Beirut/Brussels - The crisis that has gripped Lebanon since the murder of former Prime Minister Rafic Hariri five years ago has taken a new and dangerous turn.
New Crisis, Old Demons in Lebanon: The Forgotten Lessons of Bab-Tebbaneh/Jabal Mohsen, the latest International Crisis Group briefing, looks at risks of escalation by focusing on two volatile neighbourhoods of Tripoli.

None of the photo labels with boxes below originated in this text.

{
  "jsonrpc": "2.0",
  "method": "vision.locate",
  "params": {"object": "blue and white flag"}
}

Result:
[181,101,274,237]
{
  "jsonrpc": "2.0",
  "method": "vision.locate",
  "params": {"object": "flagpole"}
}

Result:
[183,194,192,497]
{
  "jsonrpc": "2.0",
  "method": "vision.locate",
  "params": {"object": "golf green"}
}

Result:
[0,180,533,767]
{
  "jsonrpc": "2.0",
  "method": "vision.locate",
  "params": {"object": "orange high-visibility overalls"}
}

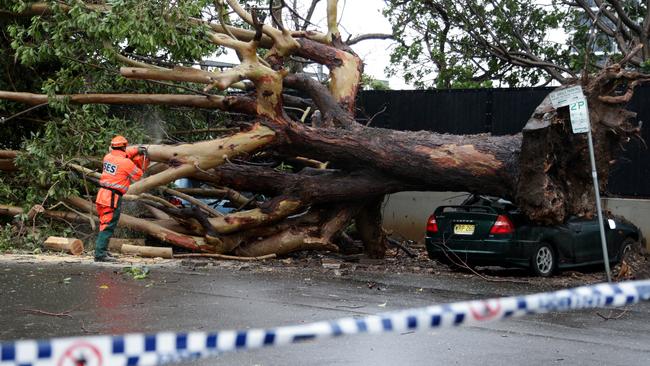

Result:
[95,148,143,258]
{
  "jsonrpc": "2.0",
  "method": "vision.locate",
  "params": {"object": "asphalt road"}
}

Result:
[0,261,650,366]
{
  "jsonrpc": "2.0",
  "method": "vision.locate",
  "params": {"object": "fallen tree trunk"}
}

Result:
[120,244,172,258]
[43,236,84,255]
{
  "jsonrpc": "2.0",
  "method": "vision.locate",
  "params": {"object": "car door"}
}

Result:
[567,217,603,263]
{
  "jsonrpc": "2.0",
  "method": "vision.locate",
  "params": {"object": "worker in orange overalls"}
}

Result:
[95,136,148,262]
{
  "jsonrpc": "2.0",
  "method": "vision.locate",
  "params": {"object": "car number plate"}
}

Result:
[454,224,475,235]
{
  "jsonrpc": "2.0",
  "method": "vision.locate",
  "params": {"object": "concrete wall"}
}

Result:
[384,192,650,250]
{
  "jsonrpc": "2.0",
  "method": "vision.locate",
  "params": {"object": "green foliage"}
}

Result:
[0,0,230,208]
[384,0,648,88]
[122,266,151,280]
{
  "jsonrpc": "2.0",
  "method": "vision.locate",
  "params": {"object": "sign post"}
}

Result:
[549,86,612,282]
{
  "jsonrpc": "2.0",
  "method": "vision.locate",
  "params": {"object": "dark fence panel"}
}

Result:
[357,87,650,197]
[357,89,490,135]
[487,88,553,135]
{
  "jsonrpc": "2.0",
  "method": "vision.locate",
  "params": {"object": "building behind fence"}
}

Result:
[357,87,650,198]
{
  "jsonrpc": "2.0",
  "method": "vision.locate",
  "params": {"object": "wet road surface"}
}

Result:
[0,261,650,365]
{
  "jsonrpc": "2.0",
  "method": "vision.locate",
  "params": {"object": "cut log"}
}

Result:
[174,253,277,262]
[108,238,144,253]
[43,236,84,255]
[121,244,172,258]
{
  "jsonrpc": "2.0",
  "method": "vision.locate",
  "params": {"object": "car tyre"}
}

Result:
[618,237,639,262]
[530,243,557,277]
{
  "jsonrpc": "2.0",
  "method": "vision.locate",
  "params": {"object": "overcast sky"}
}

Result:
[219,0,412,89]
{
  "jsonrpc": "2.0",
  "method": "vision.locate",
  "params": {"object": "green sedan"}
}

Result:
[425,196,641,277]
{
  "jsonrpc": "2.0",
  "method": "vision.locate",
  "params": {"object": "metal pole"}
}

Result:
[587,126,612,282]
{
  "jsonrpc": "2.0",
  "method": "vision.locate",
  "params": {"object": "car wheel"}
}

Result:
[618,238,638,262]
[530,243,557,277]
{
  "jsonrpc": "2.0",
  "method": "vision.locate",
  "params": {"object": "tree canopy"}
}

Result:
[0,0,648,257]
[384,0,650,88]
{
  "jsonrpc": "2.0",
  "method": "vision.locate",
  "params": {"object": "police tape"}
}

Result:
[0,280,650,366]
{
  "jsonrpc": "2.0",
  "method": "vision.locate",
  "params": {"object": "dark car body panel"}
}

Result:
[425,200,640,269]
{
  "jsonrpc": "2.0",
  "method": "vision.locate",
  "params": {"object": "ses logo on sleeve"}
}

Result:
[104,162,117,175]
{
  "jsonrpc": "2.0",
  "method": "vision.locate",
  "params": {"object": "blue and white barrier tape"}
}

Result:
[0,280,650,366]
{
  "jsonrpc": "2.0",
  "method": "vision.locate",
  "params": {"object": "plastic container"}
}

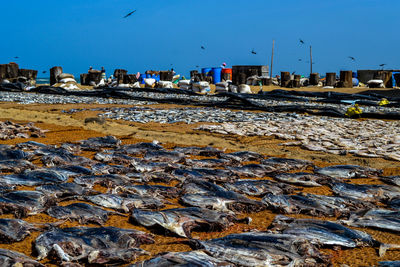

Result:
[212,68,222,84]
[201,68,212,76]
[139,73,147,84]
[221,69,232,81]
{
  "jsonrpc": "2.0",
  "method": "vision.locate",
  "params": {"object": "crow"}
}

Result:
[124,10,136,19]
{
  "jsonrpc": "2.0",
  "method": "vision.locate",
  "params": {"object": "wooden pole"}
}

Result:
[310,45,313,75]
[340,70,353,88]
[270,40,275,79]
[325,72,336,86]
[281,71,290,87]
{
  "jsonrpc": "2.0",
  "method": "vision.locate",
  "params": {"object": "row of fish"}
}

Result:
[0,136,400,266]
[197,115,400,161]
[0,121,45,140]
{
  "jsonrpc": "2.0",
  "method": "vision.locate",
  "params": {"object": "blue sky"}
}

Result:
[0,0,400,76]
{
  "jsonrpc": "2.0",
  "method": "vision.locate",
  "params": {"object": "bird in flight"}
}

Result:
[124,10,136,19]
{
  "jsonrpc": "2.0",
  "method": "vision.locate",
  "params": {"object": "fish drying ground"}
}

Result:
[0,93,400,266]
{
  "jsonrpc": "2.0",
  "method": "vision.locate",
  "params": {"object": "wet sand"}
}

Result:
[0,96,400,266]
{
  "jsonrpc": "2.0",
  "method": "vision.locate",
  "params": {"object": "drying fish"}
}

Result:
[0,191,55,218]
[94,152,141,165]
[262,194,372,216]
[388,197,400,211]
[172,168,239,182]
[128,251,235,267]
[227,164,275,178]
[197,232,329,267]
[47,203,115,225]
[0,148,32,161]
[74,174,129,188]
[79,136,121,151]
[220,151,264,162]
[0,219,39,244]
[34,148,94,167]
[48,165,93,177]
[35,183,95,200]
[273,172,331,186]
[181,180,265,214]
[186,159,232,168]
[174,147,223,157]
[0,169,67,186]
[16,141,50,150]
[261,158,314,172]
[132,161,179,172]
[91,163,131,174]
[143,150,186,163]
[131,208,248,238]
[331,183,400,202]
[315,165,383,179]
[342,209,400,233]
[35,227,154,264]
[224,180,295,197]
[379,176,400,186]
[270,215,381,248]
[0,159,37,173]
[113,184,180,198]
[84,194,164,212]
[120,143,164,157]
[0,248,45,267]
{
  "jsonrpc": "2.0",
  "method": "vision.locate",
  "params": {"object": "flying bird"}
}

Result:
[124,10,136,19]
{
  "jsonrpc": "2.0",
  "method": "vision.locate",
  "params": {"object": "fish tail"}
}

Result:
[379,244,400,257]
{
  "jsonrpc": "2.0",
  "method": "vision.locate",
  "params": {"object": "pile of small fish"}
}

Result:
[0,136,400,266]
[63,107,285,124]
[0,121,45,140]
[0,92,156,105]
[197,115,400,161]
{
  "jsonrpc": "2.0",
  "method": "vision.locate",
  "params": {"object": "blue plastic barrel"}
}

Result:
[353,78,360,87]
[212,68,222,84]
[201,68,212,76]
[139,73,147,84]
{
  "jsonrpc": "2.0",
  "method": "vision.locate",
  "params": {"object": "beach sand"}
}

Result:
[0,87,400,266]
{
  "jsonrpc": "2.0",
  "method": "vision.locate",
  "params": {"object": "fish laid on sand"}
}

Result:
[34,227,154,264]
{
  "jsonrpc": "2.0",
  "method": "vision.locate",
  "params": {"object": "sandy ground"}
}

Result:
[0,88,400,266]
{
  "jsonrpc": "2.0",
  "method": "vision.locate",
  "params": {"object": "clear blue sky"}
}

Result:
[0,0,400,76]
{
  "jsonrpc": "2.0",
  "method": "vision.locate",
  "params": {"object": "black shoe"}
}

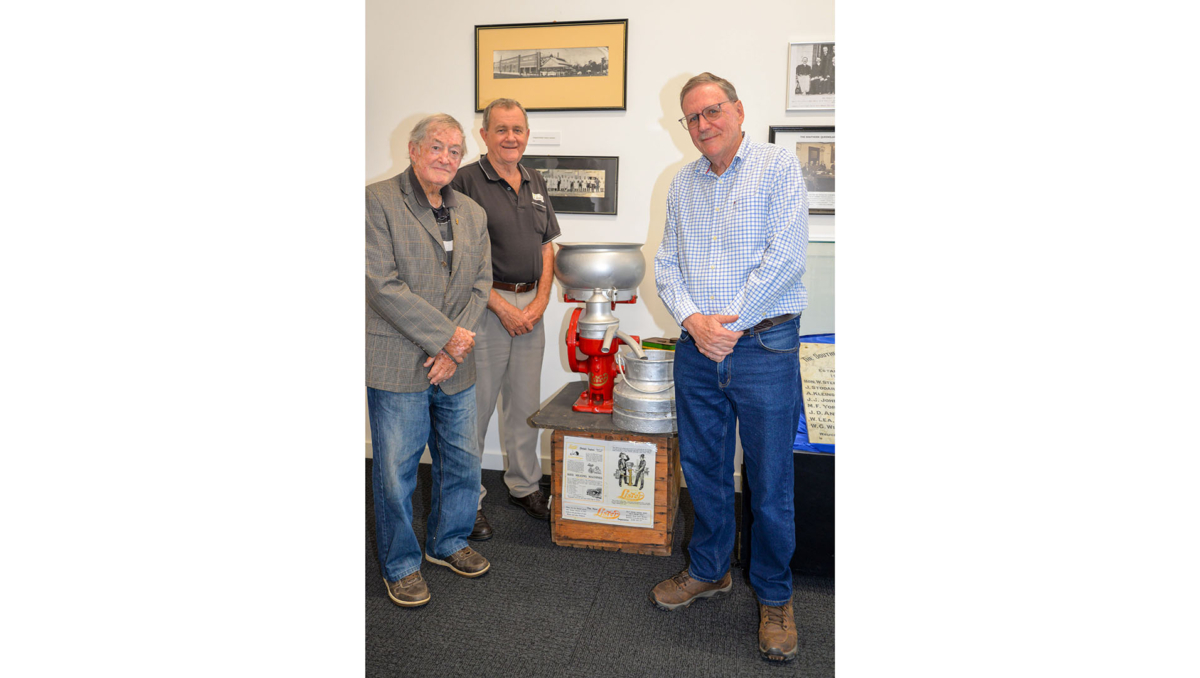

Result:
[509,490,550,521]
[467,511,492,541]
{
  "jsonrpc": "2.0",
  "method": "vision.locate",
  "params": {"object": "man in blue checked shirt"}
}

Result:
[650,73,809,661]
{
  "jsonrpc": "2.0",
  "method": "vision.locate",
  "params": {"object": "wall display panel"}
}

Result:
[787,42,835,110]
[521,155,618,215]
[767,126,836,215]
[475,19,629,112]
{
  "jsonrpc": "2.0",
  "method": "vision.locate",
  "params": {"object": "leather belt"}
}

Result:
[492,282,538,293]
[748,313,800,335]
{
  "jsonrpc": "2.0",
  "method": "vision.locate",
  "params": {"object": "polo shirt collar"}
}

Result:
[479,154,529,182]
[404,166,458,210]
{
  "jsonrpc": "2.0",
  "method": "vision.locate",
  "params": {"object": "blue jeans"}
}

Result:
[674,318,803,605]
[367,386,480,582]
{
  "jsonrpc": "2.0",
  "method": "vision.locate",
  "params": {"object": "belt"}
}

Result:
[746,313,800,335]
[492,282,538,293]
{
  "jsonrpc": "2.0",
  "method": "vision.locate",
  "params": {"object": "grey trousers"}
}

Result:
[474,289,546,509]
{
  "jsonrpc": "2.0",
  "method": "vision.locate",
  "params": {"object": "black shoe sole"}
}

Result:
[647,581,733,612]
[425,553,492,578]
[758,644,800,664]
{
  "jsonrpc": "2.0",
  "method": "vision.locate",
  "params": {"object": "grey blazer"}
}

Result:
[366,168,492,395]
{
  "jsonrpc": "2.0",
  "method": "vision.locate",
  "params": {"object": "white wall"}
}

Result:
[366,0,834,473]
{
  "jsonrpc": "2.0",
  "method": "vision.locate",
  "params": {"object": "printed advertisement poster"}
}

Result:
[563,436,658,528]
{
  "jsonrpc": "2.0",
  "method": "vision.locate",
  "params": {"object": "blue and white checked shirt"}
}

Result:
[654,138,809,331]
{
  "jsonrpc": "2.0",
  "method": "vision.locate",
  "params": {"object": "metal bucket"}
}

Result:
[612,350,678,433]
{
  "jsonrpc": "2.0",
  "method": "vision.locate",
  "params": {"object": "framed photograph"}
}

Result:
[787,42,834,110]
[767,126,836,215]
[521,155,617,215]
[475,19,629,112]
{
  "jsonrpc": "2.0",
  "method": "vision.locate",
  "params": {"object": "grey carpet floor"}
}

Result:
[365,460,834,678]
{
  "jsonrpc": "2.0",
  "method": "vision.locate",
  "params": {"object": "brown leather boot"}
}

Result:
[425,546,492,577]
[650,570,733,610]
[758,599,800,661]
[383,570,430,607]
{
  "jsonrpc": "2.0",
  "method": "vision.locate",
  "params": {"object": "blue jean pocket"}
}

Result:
[755,323,800,353]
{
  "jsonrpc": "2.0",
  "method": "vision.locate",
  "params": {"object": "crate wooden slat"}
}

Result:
[529,382,680,556]
[550,431,679,556]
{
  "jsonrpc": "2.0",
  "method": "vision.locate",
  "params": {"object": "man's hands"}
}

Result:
[424,350,462,386]
[442,328,475,364]
[683,313,744,362]
[424,328,475,386]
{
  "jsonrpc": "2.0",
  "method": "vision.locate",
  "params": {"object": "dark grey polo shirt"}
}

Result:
[450,155,560,284]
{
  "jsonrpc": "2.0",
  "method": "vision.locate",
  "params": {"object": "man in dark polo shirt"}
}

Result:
[450,98,559,541]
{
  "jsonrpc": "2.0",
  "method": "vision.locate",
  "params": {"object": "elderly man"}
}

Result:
[451,98,559,541]
[650,73,809,661]
[366,114,492,607]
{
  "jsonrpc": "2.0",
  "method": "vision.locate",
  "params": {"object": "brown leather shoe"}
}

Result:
[425,546,492,577]
[509,490,550,521]
[758,599,800,661]
[383,570,430,607]
[650,570,733,610]
[467,511,492,541]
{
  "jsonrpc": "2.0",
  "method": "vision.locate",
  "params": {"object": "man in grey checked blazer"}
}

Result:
[366,114,492,607]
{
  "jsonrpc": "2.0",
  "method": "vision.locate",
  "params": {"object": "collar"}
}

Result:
[696,132,750,174]
[401,166,458,210]
[479,154,529,184]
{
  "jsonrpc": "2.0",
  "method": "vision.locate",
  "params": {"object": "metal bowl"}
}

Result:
[554,242,646,290]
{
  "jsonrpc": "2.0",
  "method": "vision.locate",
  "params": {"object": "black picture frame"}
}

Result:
[767,125,836,215]
[521,155,619,215]
[475,19,629,112]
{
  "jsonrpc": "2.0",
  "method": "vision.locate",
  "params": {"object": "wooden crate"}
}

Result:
[550,430,680,556]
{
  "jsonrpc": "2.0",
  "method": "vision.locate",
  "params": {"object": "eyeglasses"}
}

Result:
[679,100,734,130]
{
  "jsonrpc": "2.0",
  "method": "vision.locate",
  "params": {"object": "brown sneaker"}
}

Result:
[425,546,492,577]
[467,511,492,541]
[758,599,800,661]
[509,490,550,521]
[383,570,430,607]
[650,570,733,610]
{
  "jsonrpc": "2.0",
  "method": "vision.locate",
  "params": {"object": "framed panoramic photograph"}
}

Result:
[767,126,836,215]
[475,19,629,112]
[521,155,617,215]
[787,42,834,110]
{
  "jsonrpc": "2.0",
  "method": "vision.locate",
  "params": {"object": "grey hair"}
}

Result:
[484,98,529,130]
[408,113,467,145]
[679,71,738,108]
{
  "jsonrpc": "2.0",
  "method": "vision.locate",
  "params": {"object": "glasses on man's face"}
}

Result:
[679,100,732,130]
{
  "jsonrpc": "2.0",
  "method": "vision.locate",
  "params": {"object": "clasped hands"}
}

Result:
[424,328,475,386]
[488,298,550,337]
[683,313,745,362]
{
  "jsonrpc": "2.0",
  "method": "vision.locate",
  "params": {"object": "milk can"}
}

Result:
[612,348,677,433]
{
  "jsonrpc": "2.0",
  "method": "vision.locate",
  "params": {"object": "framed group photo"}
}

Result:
[767,126,836,215]
[475,19,629,112]
[521,155,618,215]
[787,42,835,110]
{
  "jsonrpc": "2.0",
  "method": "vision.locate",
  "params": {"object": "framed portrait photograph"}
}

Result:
[521,155,618,215]
[475,19,629,112]
[767,126,836,215]
[787,42,835,110]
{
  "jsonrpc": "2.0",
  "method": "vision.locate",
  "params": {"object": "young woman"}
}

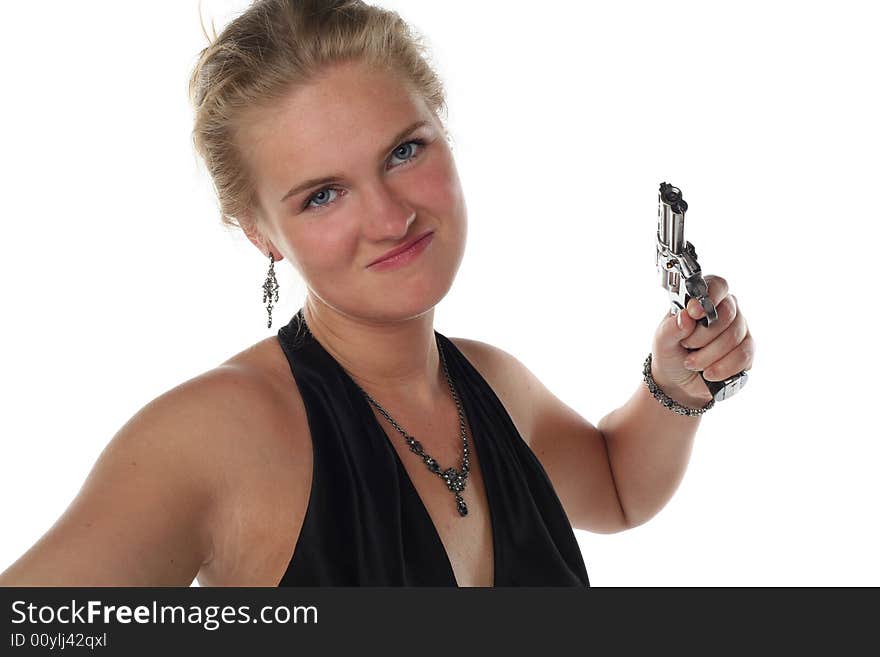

The anticipated implication of Hizbollah members by the international tribunal investigating the 2005 assassination raises existential issues: inter-communal relations, the legitimacy of the resistance embodied by Hizbollah, the tribunal’s credibility, survival of the current national unity government, the future of the recent Saudi-Syrian rapprochement and the country’s fragile stability.
The Islamic movement’s categorical rejection of the tribunal and the difficulty current Prime Minister Saad Hariri – Rafic’s son – would have to disavow it suggest Lebanon is heading toward an impasse. Political tensions would quickly reverberate in the streets, notably in under-developed and marginalised areas.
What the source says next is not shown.